The difference, and why that report is utterly wrong, is because China is looking at history with cold clear eyes, whereas those western scholars are looking at it through the rose-tinted specitcals of wishful thinking and western self-serving media spin.

The west may say pretty words, but the reality is they never have, and never will accept parity.

If they were willing to accept parity, the whole Cold War need not have happened.

When the west say 'deterrence' what they actually mean is 'dominance'.

Even today, there are plenty of chicken hawks getting constipated about China's improving sea based nuclear delivery capabilities and its longer ranged land based missiles.

If China expanded its nuclear arsenal to even half the US total, you would see such alarm in Washington that a new arms race would be all but guaranteed.

China is very keen to avoid an overt arms race, or at least delay it for as long as possible.

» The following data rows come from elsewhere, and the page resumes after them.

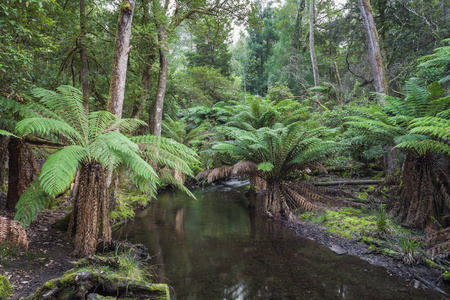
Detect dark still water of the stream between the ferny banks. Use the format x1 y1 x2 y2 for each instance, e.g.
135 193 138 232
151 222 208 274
116 181 441 300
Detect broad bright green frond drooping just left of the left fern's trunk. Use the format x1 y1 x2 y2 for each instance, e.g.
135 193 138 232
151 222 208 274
39 145 88 197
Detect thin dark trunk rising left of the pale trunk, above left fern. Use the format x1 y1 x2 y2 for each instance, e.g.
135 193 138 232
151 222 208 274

China's (again) very sober assessment of nuclear weapons is that once a nation has passed a certain critical mass of weapons number and yield, it's how many warheads you can drop on the 'enemies' heads that counts. Having 10,000 warheads, but precisely zero missiles with sufficient range to hit the enemy where they live has far less deterrence than having 100 warheads that could all hit anywhere on the enemy home territories.

That is why China is focusing its money on nuclear delivery methods rather than more warheads that could not reach the 'enemy'.

The reason China has limit itself to a few hundred warheads is likely based on the limitations of this planet we inhabit.

If China was to fire off its entire nuclear arsental at an enemy, and they fired back the same number of weapons, the combined force of 600-1000 nukes going off at pretty much the same time would almost certainly end life on earth as we know it.

Having and using more nukes than that would merely push the human race from critically endangered to full blown extinct.
 

Equation

Lieutenant General
And as long Mao's strategy still works, which incidentally requires cooperation from potential enemies, Zhongnanhai wouldn't feel the need to build more (new) nuclear weapons. Modernize existing ones, yes; innovate/improve/invent delivery platforms, yes; safeguard capacity to deliver second strikes; yes. But, beyond that, it's not in China's interests to increase nuclear stockpiles.

So, is Chairman Mao's strategy still working? Some anecdotal evidence suggest it still works with Washington. Below is a video link where Hugh White, a former Australian Defense Ministry official, made an interesting comment on Beijing's nuclear deterrence. The relevant part is from 1:17:55 mark to 1:18:25. If White is anywhere near correct, then Japan, Taiwan, and everyone else in Asia should wake up and smell the coffee.


"What is there in Asia that you are willing to fight a nuclear war with China... that a nuclear war means the attack on your cities in the United States? The answer is NOTHING."